Parameters of glycolytic metabolism measured and calculated on DRG cells exposed to LPS for 48 h at 0 (n = 12 biological replica); 5 (n = 3 biological replica); 10 (n = 3 biological replica); 50 (n = 3 biological replica); 100 (n = 3 biological replica) μg/mL. Basal extracellular acidification (a), Glycolytic capacity (b), Glycolytic reserve (c); mitochondrial ATP/Glycolytic ATP ratio (d); values are represented as means ± SD. Typical profiles obtained for the concentrations of 50 μg/mL and 100 μg/mL of LPS (e); values are represented as means ± SEM. A Mann–Whitney test was used to compare each LPS concentration to the control condition p‐values <0.05 are displayed in red on the graphs.
After 48 h of exposure to LPS, a significant increase in basal extracellular acidification was observed from 10 μg/mL up to 100 μg/mL of LPS compared to control cells (Figure 5a). For example, 10 μg/mL of LPS induced an increase of 24.7 ± 5.6% (p < 0.0001) in basal extracellular acidification and of 20.3 ± 5.0% at 100 μg/mL of LPS (p < 0.0001) (Figure 5a).
An exposure to 50 μg/mL of LPS for 48 h led to a significant increase of 23.6 ± 10.8% (p = 0.023) in glycolytic capacity (Figure 5b). Moreover, the glycolytic reserve decreased significantly by 18.2 ± 8.1% after 48 h of exposure to 100 μg/mL of LPS (p = 0.032) (Figure 5c).

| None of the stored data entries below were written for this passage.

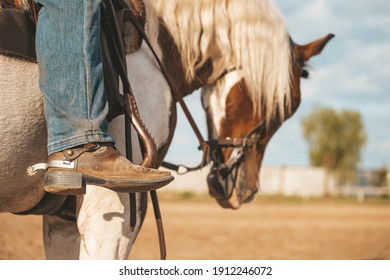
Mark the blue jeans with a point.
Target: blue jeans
(71, 73)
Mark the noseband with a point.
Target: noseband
(228, 170)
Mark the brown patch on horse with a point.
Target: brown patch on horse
(240, 118)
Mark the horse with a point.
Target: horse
(241, 56)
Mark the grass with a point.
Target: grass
(275, 199)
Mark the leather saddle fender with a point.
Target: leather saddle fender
(17, 33)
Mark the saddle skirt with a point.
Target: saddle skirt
(17, 27)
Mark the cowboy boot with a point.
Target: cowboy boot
(102, 165)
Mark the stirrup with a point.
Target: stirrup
(60, 182)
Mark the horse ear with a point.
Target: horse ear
(316, 47)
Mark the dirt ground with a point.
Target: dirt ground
(265, 229)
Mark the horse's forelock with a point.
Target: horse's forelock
(250, 34)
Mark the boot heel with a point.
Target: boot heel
(64, 183)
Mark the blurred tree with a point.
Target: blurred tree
(335, 140)
(380, 177)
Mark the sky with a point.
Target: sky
(352, 73)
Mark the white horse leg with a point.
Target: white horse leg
(104, 225)
(61, 238)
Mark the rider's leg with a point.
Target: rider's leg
(71, 80)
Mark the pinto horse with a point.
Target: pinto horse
(238, 52)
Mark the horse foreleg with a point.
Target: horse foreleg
(104, 225)
(60, 238)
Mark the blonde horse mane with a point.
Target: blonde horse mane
(250, 35)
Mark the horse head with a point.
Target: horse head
(239, 136)
(241, 55)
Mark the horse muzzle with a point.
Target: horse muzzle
(227, 190)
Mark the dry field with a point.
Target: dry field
(268, 228)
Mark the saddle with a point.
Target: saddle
(18, 21)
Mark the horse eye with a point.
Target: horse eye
(305, 74)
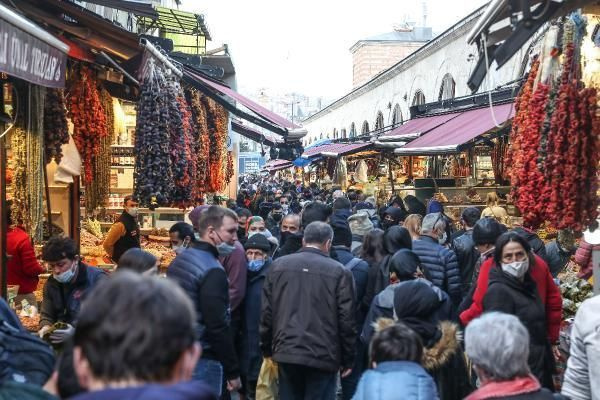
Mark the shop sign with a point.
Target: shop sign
(29, 58)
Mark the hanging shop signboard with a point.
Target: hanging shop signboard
(27, 57)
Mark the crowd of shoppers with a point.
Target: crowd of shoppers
(346, 299)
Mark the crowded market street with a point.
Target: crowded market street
(421, 224)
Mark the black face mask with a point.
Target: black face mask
(277, 217)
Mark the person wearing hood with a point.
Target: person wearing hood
(417, 305)
(559, 251)
(342, 240)
(360, 225)
(502, 365)
(486, 230)
(439, 262)
(393, 216)
(394, 239)
(395, 357)
(200, 274)
(512, 290)
(135, 340)
(435, 206)
(405, 266)
(258, 253)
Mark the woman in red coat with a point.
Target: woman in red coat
(23, 268)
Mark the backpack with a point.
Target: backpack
(24, 358)
(352, 263)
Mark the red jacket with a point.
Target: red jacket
(549, 294)
(22, 268)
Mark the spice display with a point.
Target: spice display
(56, 130)
(89, 119)
(555, 144)
(153, 177)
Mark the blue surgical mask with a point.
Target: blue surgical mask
(225, 249)
(255, 265)
(66, 276)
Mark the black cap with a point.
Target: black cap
(486, 231)
(258, 241)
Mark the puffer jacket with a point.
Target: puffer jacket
(583, 367)
(441, 266)
(467, 256)
(199, 273)
(62, 301)
(308, 312)
(385, 381)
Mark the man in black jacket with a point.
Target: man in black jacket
(198, 271)
(464, 246)
(308, 318)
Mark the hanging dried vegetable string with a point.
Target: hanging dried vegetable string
(89, 119)
(56, 130)
(153, 177)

At 50 and 100 μg/mL of LPS for 48 h, the ratio between the mitochondrial ATP and the glycolytic ATP decreased significantly by 20.9% (p = 0.012) and 37.5% (p < 0.001), respectively, compared to the control group (Figure 5d).
Substrate utilization
3.4.3
The inhibition of the amino acid pathway by BPTES did not lead to significant effects on the variations of mitochondrial OCR and maximal OCR induced by all concentrations of LPS (Figure 6a,b). However, without LPS exposure and at 5 μg/mL of LPS, the inhibition of the amino acid pathways induced a significant decrease in reserve capacity (respectively p = 0.002; p = 0.010) (Figure 6c). These effects of amino acid pathway inhibition on reserve capacity were no longer observed at higher LPS concentrations (10, 50 and 100 μg/mL) (Figure 6c). There was a high variability of the data of maximal OCR and reserve capacity (Figure 6b,c).

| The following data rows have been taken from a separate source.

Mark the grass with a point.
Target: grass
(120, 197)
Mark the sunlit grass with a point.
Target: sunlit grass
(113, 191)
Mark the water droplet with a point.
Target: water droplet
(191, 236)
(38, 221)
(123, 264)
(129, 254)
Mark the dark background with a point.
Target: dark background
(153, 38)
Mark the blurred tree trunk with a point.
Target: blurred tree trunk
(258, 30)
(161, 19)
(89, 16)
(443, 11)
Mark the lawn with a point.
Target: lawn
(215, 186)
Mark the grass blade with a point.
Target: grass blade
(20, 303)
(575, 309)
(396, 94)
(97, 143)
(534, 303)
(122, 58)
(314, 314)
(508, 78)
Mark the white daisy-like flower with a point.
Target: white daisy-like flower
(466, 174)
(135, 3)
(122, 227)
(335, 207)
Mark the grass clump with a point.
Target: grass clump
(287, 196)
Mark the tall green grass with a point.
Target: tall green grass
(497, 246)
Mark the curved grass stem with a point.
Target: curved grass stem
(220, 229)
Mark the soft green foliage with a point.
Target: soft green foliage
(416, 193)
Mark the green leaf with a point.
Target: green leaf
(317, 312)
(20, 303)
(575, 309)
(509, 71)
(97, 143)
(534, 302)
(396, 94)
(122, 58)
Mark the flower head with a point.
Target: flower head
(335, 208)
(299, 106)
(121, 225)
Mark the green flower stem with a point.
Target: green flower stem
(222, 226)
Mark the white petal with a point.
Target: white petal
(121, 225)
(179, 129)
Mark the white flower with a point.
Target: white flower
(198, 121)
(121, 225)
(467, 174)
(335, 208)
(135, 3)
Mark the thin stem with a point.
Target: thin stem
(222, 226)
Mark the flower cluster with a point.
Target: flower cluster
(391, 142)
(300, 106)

Parameters of OCR measured on DRG cells exposed to LPS for 48 h in the presence of an amino acid pathway inhibitor: Mitochondrial OCR (a), Maximal OCR (b), Reserve capacity (c) or in the presence of an fatty acid pathway inhibitor (Etomoxir): Mitochondrial OCR (d), Maximal OCR (e), Reserve capacity (f) or in the presence of a glycolysis pathway inhibitor (UK 5099): Mitochondrial OCR (g), Maximal OCR (h), Reserve capacity (i). Values are represented as means ± SD. A Mann–Whitney test was used to compare each LPS concentration to the corresponding condition without inhibitor. p‐values <0.05 are displayed in red on the graphs.

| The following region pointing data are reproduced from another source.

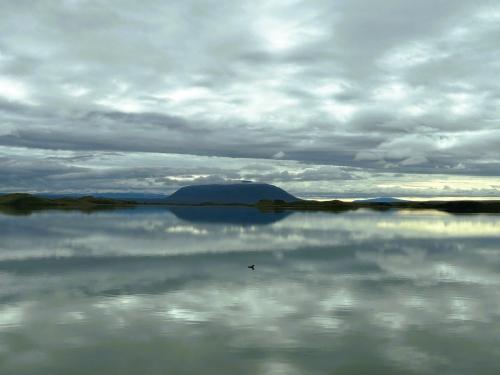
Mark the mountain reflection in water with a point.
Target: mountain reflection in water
(159, 291)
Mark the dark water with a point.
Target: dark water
(152, 291)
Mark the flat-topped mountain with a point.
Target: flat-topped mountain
(239, 193)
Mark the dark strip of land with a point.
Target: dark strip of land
(27, 203)
(460, 206)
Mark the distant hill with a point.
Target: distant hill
(239, 193)
(381, 200)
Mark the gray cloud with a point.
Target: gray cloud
(384, 86)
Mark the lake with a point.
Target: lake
(167, 291)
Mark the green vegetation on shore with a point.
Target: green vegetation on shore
(23, 202)
(461, 206)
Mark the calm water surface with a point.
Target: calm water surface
(157, 291)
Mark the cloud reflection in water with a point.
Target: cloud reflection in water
(147, 291)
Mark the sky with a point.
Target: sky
(327, 98)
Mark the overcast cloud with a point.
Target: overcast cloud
(341, 97)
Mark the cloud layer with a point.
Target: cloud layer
(398, 88)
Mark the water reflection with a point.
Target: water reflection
(152, 291)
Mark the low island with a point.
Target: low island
(264, 197)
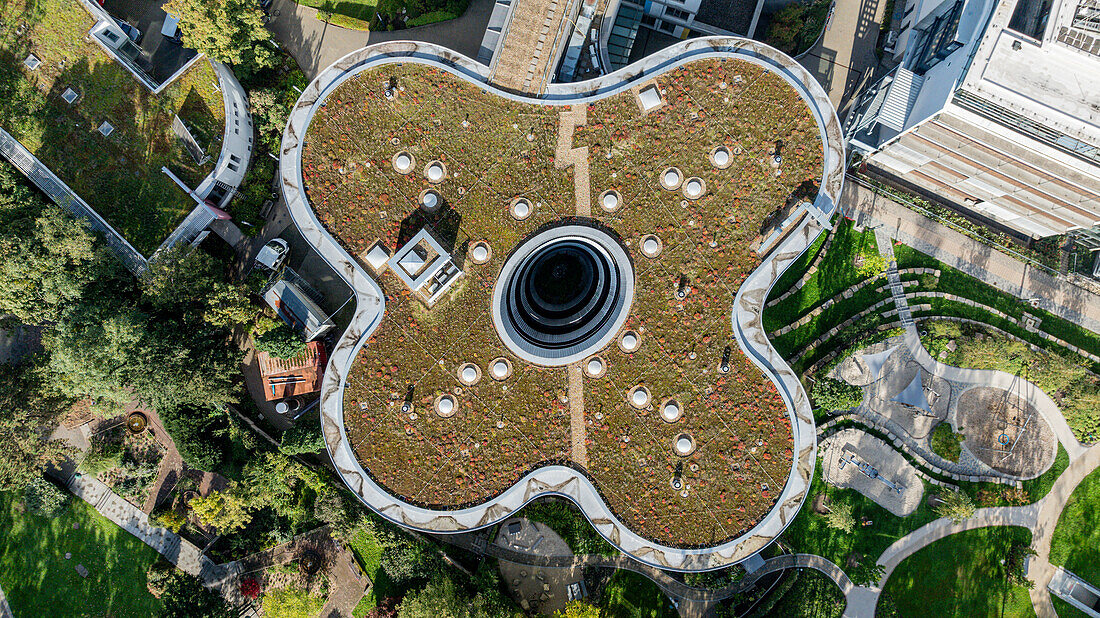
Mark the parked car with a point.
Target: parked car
(171, 29)
(130, 31)
(273, 254)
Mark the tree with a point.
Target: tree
(198, 433)
(955, 505)
(42, 497)
(333, 509)
(46, 257)
(228, 305)
(304, 438)
(227, 510)
(579, 608)
(867, 573)
(229, 31)
(30, 407)
(185, 597)
(839, 517)
(282, 342)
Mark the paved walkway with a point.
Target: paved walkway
(1056, 295)
(1041, 571)
(844, 58)
(317, 44)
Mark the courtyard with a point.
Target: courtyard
(389, 135)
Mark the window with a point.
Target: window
(937, 41)
(677, 13)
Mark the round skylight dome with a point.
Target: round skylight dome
(563, 295)
(444, 406)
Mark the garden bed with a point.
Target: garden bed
(496, 150)
(119, 175)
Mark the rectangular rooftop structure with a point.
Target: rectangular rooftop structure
(993, 112)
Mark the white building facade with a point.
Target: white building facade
(994, 110)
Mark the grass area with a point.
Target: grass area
(1076, 541)
(1066, 610)
(119, 175)
(960, 575)
(796, 26)
(946, 443)
(809, 532)
(367, 551)
(1066, 379)
(495, 150)
(835, 274)
(630, 595)
(40, 582)
(804, 594)
(960, 284)
(568, 521)
(386, 14)
(800, 266)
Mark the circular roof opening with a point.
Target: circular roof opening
(562, 295)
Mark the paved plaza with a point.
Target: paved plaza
(856, 460)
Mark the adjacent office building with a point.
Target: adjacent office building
(993, 110)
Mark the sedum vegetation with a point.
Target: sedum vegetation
(496, 150)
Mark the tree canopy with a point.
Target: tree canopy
(229, 31)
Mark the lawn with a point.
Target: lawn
(809, 533)
(1076, 541)
(1065, 378)
(119, 175)
(367, 551)
(630, 595)
(40, 582)
(835, 274)
(386, 14)
(496, 150)
(961, 575)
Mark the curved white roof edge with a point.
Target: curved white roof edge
(557, 479)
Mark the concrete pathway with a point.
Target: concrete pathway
(4, 608)
(317, 44)
(1057, 295)
(844, 58)
(1041, 571)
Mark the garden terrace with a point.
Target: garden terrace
(496, 150)
(118, 175)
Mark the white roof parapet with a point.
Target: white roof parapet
(746, 317)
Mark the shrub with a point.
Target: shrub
(832, 394)
(282, 341)
(955, 506)
(304, 438)
(292, 603)
(42, 497)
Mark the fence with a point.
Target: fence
(64, 197)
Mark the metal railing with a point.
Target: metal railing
(66, 198)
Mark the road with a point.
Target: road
(844, 59)
(317, 44)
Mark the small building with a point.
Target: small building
(289, 377)
(295, 307)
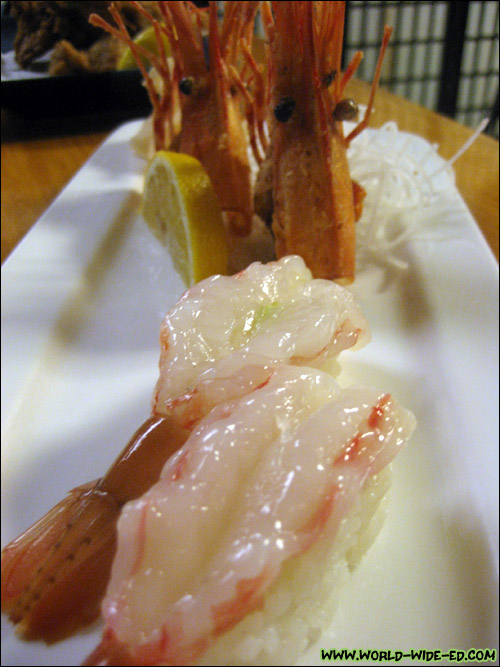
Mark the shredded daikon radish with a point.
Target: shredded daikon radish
(408, 186)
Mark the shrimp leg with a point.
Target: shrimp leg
(55, 574)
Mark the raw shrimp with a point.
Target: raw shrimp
(55, 574)
(221, 341)
(259, 481)
(227, 331)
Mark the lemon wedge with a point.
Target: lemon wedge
(181, 208)
(147, 39)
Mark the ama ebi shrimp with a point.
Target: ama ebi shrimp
(260, 480)
(197, 106)
(315, 202)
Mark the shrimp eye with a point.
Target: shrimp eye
(186, 85)
(346, 109)
(284, 109)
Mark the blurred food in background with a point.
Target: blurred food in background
(76, 45)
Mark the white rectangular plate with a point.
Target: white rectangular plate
(83, 297)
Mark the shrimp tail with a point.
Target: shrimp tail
(55, 574)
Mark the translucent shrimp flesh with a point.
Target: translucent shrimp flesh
(226, 334)
(258, 482)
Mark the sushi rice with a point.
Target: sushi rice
(301, 604)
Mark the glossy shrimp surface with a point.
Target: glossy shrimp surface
(259, 481)
(226, 333)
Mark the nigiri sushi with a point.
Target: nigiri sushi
(258, 492)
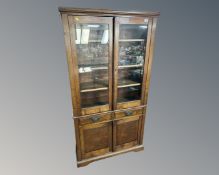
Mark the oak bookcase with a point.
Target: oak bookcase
(109, 55)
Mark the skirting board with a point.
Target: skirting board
(87, 161)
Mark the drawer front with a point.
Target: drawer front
(95, 118)
(128, 112)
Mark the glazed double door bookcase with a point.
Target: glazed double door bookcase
(109, 56)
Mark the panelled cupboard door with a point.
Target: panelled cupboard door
(95, 139)
(91, 42)
(126, 132)
(131, 43)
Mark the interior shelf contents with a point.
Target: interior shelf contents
(93, 86)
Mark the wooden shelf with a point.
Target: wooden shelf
(131, 40)
(130, 66)
(127, 83)
(90, 87)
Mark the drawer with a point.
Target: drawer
(95, 118)
(128, 112)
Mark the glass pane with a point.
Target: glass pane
(132, 43)
(92, 44)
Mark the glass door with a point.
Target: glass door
(130, 61)
(92, 47)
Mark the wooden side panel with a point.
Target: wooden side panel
(151, 52)
(96, 139)
(126, 132)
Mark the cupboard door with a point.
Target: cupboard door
(96, 139)
(126, 132)
(130, 62)
(91, 41)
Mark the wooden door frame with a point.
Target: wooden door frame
(74, 64)
(130, 20)
(100, 151)
(129, 144)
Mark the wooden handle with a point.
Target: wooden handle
(128, 113)
(95, 118)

In the control condition, without LPS, the inhibition of the fatty acid pathway by etomoxir did not significantly change the mitochondrial and maximal OCR as the reserve capacity (Figure 6d–f). For all experimental conditions, the inhibition of the fatty acid pathway by etomoxir did not compensate for the changes induced by LPS (Figure 6d–f).
Moreover, for all experimental conditions, the inhibition of the glycolysis pathway by UK5099 did not have a significant effect on the variations of mitochondrial OCR (Figure 6g).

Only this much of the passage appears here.